THE TRIBUNAL (Mr. Biddle): Well, again, I am not asking you as to knowledge in a particular division; I am asking you as to general knowledge, throughout the entire Waffen-SS, of the acts of a particular unit.

SIR DAVID MAXWELL-FYFE: Well, if someone is prepared to say, “I knew every division of the Waffen-SS, and in my opinion no one in the Waffen-SS had any knowledge or had any opportunity of knowing of the crimes,” then the evidence would be admissible. Its weight would be so negligible that, I should submit, it would not detain the Tribunal long.

But I concede that if someone is prepared, laying the proper ground for his evidence, to say, “I can speak; I have the grounds for and the opportunity of speaking on the general position,” then I do not see how the Tribunal could exclude it.

THE TRIBUNAL (Mr. Biddle): The matter is very practical because we have to advise Counsel for the Defendants what material they can introduce, and do that very soon.

SIR DAVID MAXWELL-FYFE: Certainly.

THE TRIBUNAL (Mr. Biddle): Now let me ask you a few other questions.

On what basis, Sir David, do you contend that the Reich Cabinet was a criminal organization as of January 30, 1933, when, if I remember correctly; there were only three members of the Nazi Party who were in the Cabinet: Göring, Hitler, and Frick? Do you think that if three out of a very much larger number, some twenty odd, could be said to be part of a criminal organization, that makes the entire Cabinet criminal?
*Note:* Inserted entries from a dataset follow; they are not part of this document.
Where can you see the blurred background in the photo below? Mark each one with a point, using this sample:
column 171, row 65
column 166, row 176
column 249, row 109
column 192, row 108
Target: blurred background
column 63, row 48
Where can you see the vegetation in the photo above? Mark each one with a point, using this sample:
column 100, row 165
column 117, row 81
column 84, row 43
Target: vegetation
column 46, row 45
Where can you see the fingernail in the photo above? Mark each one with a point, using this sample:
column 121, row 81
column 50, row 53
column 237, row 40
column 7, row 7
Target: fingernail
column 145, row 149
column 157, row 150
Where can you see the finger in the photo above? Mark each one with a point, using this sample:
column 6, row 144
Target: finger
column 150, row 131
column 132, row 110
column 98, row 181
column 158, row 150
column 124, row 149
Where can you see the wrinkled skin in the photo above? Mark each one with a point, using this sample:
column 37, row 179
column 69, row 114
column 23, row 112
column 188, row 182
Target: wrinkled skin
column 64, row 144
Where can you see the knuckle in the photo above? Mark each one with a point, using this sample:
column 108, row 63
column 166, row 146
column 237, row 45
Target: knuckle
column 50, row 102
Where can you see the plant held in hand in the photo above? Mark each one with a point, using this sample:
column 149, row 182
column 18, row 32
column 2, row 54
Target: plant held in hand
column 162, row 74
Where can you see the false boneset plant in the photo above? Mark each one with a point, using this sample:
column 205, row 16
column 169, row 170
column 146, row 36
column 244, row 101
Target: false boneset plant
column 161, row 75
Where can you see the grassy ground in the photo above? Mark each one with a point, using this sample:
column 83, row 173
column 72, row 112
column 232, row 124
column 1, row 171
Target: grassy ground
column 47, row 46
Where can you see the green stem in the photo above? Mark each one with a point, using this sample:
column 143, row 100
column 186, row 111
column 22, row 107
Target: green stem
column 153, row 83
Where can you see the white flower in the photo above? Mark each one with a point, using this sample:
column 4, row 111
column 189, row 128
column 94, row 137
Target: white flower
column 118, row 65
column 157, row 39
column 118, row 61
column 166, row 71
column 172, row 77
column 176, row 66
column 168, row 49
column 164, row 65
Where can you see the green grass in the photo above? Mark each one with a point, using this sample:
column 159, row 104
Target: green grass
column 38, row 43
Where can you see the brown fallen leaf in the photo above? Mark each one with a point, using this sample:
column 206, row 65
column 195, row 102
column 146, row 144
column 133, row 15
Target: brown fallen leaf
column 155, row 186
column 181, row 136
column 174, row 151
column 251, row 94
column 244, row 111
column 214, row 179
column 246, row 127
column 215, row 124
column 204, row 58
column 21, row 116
SIR DAVID MAXWELL-FYFE: Certainly, on the facts. It must be remembered that Hitler had refused to take office as vice chancellor during the months before that, before the date that you put to me. He had refused on the ground that, as vice chancellor, he would not be in a position to carry out his Party program. On that basis the Defendant Von Papen and Hitler negotiated, and Hitler came into power on the 30th of January. It is the case for the Prosecution that those who formed part of that Cabinet knew that they were forming part of a cabinet in which Hitler was going to work out his program, as has been declared on so many occasions. That is the first point. Secondly, it is the case for the Prosecution that the Defendant Von Papen did join in introducing the Nazi conspirators into the Government with that knowledge and with the purpose of letting them have their way in Germany. And the same must apply—it has not been investigated to the same extent, because they are not defendants—to the industrialists and the Party, who were acting with them in the Cabinet. They must be taken to have known, just as Gustav Krupp knew and supported, just as Kurt von Schröder knew and supported, the aims of the Nazis whom they introduced and co-operated with in the Government.

Thirdly, the personalities of the Nazis in the Government—Hitler himself, and the Defendants Göring, Frick, and Dr. Goebbels, who I think became Propaganda Minister either at the same time or very shortly afterwards—show that these people, they have shown it by their acts, were not persons to take second place. They introduced at once the Führerprinzip into operation in the states, and these other people in the Cabinet at that time accepted the Führerprinzip and united in placing Hitler and the Defendant Göring and the other conspirators in the position of power and authority which enabled them to carry out their monstrous crimes that are charged against them.

I will give you one other reference. It was within a few months of that period that the Defendant Schacht became Plenipotentiary for War Economy and began the preparations for the economic side of the creation of Germany’s war potential.